There was no specific notification about the fences being installed at this time, Way said, although he believes fencing was discussed in the original negotiations.

According to Single, the fencing was part of the environmental impact report for the test track project mitigation, as required by state and federal law. It was subject to public review. "At this point, what we're going to do is review the mitigation requirements, review the parcels to be fenced and look at the off-highway vehicles recreational patterns," Single said, then see how all the interests may be accommodated.

Part of the problem is that the mitigation process required Hyundai to acquire land that is suitable habitat and from "willing sellers," Single said. This means that the total acreage has been acquired in pieces, rather than one big block.

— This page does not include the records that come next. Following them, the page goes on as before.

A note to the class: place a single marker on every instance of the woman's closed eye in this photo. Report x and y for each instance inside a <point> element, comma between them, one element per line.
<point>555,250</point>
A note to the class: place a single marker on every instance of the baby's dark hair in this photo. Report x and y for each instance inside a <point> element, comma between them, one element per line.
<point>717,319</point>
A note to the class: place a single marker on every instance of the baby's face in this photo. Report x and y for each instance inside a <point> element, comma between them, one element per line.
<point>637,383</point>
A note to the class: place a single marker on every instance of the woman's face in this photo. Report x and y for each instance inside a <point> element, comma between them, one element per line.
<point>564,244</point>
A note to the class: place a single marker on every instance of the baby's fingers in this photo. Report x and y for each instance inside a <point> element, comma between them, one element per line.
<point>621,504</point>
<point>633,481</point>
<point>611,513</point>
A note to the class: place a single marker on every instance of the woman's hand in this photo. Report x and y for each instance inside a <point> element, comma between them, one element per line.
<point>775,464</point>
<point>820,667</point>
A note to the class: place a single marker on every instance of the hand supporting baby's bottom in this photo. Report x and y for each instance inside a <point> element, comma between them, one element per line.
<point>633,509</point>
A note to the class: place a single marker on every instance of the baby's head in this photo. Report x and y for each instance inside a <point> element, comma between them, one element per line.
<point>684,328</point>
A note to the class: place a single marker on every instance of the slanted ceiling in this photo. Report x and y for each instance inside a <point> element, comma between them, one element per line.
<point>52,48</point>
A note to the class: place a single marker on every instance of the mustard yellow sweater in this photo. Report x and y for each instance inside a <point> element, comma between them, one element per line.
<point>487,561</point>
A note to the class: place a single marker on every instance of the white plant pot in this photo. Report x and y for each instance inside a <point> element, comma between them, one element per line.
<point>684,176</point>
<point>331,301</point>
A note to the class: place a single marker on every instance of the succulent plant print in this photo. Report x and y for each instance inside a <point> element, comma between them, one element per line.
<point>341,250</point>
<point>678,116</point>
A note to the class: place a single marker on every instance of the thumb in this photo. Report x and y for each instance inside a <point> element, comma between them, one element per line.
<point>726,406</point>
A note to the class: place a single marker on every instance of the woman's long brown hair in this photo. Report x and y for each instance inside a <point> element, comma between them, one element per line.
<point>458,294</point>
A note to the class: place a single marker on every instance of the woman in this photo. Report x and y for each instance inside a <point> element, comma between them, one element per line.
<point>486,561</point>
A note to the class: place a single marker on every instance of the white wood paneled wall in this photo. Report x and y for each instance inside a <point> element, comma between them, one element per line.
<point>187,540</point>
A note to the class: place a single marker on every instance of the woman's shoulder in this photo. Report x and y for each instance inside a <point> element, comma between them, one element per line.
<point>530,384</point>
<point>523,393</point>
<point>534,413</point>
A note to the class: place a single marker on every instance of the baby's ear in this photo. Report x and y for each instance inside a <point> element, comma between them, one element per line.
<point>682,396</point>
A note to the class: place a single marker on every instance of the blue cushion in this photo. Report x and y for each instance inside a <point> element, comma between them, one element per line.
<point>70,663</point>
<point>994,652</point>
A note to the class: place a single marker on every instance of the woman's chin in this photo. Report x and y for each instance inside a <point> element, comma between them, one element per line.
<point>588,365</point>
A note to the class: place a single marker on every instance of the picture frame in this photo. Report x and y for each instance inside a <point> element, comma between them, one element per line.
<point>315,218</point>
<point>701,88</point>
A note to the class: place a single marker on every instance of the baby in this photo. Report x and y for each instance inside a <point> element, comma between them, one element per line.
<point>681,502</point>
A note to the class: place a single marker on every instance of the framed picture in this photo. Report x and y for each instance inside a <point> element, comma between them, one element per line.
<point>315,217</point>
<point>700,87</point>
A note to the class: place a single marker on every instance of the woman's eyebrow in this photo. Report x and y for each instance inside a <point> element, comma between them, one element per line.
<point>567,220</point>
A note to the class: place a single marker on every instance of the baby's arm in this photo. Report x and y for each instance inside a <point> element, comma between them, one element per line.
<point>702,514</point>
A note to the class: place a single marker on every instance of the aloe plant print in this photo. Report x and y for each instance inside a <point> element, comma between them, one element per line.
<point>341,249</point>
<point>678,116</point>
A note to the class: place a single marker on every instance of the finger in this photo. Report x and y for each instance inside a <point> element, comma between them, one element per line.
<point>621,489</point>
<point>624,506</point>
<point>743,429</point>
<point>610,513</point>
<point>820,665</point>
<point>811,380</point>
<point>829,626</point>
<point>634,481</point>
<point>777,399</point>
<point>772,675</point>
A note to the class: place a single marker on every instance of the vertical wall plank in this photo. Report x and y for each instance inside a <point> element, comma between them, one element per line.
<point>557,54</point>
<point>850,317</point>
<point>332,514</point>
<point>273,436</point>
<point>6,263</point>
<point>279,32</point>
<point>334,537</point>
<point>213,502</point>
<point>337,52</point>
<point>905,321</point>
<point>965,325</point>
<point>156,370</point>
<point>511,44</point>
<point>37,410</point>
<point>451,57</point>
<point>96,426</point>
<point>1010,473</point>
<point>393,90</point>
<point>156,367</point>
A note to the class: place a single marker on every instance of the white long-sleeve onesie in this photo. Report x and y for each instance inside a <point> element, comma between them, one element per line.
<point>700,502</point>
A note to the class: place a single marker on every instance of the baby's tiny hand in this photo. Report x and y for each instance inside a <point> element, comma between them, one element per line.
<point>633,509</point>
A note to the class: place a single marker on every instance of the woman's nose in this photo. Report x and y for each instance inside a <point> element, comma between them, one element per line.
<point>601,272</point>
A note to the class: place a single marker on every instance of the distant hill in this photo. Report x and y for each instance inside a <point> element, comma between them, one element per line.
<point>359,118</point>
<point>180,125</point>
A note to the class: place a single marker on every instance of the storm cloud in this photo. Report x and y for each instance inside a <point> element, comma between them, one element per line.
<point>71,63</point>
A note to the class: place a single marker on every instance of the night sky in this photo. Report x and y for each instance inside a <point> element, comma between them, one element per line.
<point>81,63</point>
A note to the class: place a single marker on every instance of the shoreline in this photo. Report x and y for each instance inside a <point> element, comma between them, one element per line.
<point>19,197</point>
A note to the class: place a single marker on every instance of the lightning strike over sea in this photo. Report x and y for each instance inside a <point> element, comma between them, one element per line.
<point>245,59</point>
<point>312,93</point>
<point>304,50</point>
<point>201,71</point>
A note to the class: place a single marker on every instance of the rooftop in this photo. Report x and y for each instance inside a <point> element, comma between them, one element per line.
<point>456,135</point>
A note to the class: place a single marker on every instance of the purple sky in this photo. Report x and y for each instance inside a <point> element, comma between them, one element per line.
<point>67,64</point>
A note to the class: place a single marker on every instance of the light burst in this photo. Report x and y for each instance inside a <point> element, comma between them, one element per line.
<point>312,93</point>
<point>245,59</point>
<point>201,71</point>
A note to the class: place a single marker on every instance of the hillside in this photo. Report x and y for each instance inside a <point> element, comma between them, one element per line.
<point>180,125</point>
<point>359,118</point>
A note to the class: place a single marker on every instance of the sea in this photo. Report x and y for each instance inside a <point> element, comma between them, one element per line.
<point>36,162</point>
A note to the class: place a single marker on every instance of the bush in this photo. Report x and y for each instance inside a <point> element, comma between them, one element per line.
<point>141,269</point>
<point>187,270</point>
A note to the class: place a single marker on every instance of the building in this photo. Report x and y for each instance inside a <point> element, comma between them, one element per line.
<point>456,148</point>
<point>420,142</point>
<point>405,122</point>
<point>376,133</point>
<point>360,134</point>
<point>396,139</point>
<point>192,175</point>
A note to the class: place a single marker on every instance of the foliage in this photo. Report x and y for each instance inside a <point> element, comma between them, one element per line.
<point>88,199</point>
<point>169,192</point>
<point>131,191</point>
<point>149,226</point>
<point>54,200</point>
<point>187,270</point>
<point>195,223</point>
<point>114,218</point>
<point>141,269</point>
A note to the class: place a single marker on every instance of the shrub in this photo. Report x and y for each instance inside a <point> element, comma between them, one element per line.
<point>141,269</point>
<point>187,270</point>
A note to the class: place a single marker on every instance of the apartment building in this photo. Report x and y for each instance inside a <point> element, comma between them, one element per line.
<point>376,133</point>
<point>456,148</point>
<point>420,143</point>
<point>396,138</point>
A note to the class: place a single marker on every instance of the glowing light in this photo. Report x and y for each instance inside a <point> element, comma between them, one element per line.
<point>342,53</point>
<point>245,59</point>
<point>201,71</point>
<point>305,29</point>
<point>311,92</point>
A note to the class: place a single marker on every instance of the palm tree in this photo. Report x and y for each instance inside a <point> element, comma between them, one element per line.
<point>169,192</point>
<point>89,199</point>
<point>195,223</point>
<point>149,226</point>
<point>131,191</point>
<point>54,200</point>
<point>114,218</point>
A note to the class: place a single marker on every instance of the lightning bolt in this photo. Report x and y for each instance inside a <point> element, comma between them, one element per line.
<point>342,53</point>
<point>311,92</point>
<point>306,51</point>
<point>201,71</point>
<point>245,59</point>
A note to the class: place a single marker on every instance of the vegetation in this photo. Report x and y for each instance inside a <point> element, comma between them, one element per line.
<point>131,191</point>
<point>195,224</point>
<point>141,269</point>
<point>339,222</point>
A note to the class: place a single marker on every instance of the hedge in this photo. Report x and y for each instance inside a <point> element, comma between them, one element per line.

The off-roaders see this as one more salvo in the battle to maintain access to the open lands they use for recreation.

"Environmentalists push on Fish and Game to get the entire desert closed to public access," Nosala said. "The environmental agenda is to close everything."

"They're using the tortoise as a tool. There's plenty of tortoises out here, plenty of (endangered Mohave) ground squirrels."

The popular stereotype of off-roaders as "maniacs" - trashing the land and being generally irresponsible - is being used to justify the closure, Nosala said.

He disputes the stereotype, noting their efforts to clean up the desert. "The desert out where people camp … is 10 times cleaner than the desert on the outskirts of the city where residents dump trash." he said.